Um den Sohn. Artur Hermann Landsberger
Seid Ihr Artisten — aber lasst mich den Dilettantismus kosten als ein Seligstes und seine Unbefangenheiten, dass wir wieder sein Können, wie Lilien auf dem Felde, und singen wie der Vogel singt. Das schnelle Schreiben nur, das Improvisatorische, die gute Eingebung ist mein Vergnügen nur, mein Element, in dem ich mich wie ein Fisch tummle. Nur mich selber will ich dabei nicht quälen und Schweisstropfen vergiessen, — mich unterhalten, anregen und die anderen anregen und unterhalten Mir genügt es! Erzähler bin ich, Schilderer des Geschehens, sinnenfroher Seher des Jahrmarkttreibens, Spaziergänger im Haine der Kunst. All das innere, teils übersinnliche Erleben, das sich mir bei diesem spazierengehenden Schreiben aufdrängt, behalte ich recht für mich. Das sind tausenderlei Dinge subjektivster Empfindungen, heimlichster eigener Freuden, die nicht ins Buch kommen.

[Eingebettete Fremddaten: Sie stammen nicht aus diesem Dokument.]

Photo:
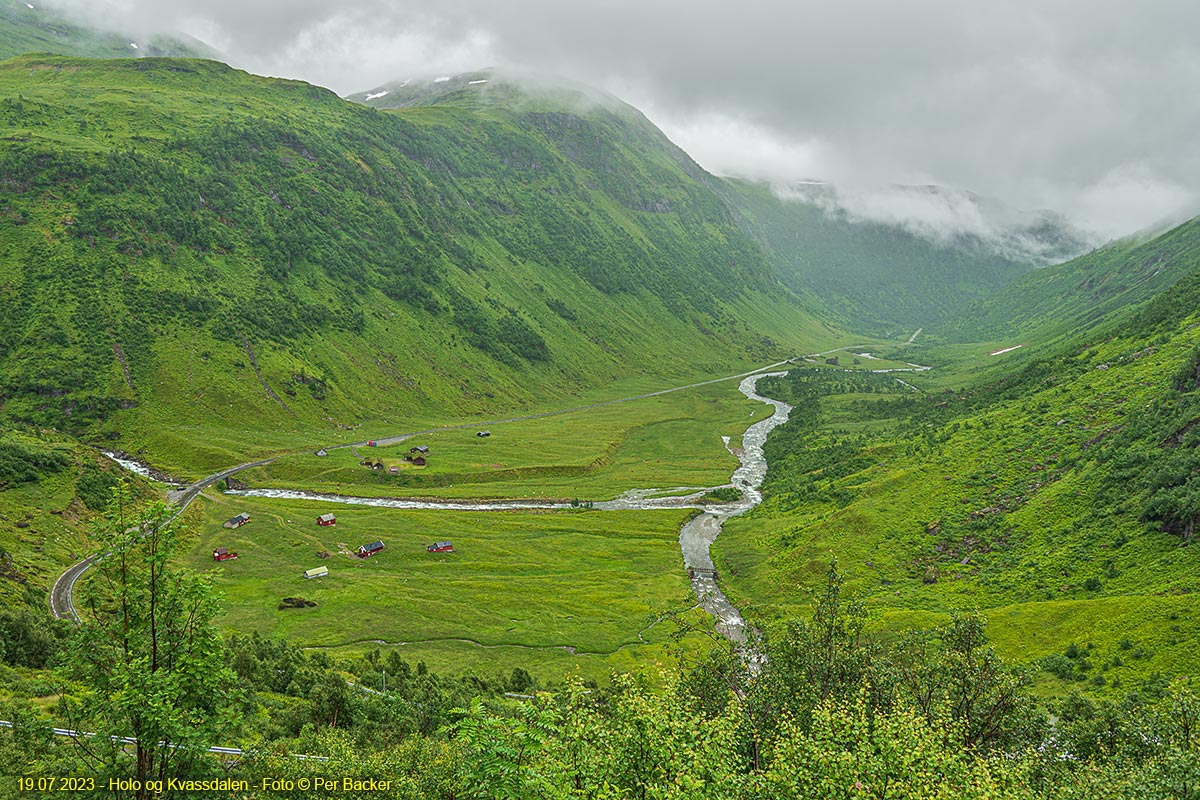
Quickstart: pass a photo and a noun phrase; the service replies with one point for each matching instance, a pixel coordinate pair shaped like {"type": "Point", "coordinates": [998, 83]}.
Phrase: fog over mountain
{"type": "Point", "coordinates": [1085, 109]}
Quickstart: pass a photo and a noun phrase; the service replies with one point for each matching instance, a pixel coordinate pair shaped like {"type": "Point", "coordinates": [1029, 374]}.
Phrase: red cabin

Denn sie dort hineinzubringen, würde eben Schweiss kosten.
Da wird auch Artur Landsberger zum Bekenner des Lebens, das über aller Kunst ist, dem die Kunst nicht Selbstzweck, sondern des Lebens Dienerin ist. Auch etwas wie Surrogat und Ersatz nur. Wenn man es erlebt, ist noch besser, als wenn man es nur dichtet, — die Realität eleusinischen Daseins das noch Wertvollere, als auch die schönsten Stefan Georgeschen Gedichte und die Träume und Illusionen von ihm. Das noch höhere neue Ziel leuchtet da auf, — die Verwirklichung unserer Künstlerträume und Idealreiche. Da sagt auch Landsberger von sich selber und als besseren Gewinn betrachtet er es, wie Lassalle zu sein, der in seine Bücher und Werke nur sein Talent hineingibt und das Genie ins Leben hinein. Und ich höre im Geist das tiefste und goldenste Lachen meines toten Bruders von der Freiheit des Menschen über allem Ruhm und Eitelkeitsgierden: „Und fragt Ihr, was ich schaffe? Ich lebe!“ Der Kunstgeniessende hat vor dem Kunstschaffenden auch etwas voraus. Er Der Herr, sie seine Diener und Arbeiter. Diese die Köche, er der Speiser der leckeren Gerichte. Jedermann, jedermann kann da zum Sultan werden, und den unermesslichsten Staat von lauter Hofpoeten, Sängern und Tänzern, Sängerinnen und Tänzerinnen um sich scharen. Ihnen sieht und hört ein Sultan nichts ab, was nicht auch jedermanns, jedermanns Eigentum werden kann. Die Protzenkulturmenschen aber, die Landsberger in seinen Romanen geisselt, können sich alle ihre Wände mit Rembrandts und Goyas tapezieren, und sind dabei die ärmsten Schlukker und Kirchenmäuse. Sie können’s nicht geniessen. Für sie sind’s nur Schaugerichte, von denen sie aber nicht essen können.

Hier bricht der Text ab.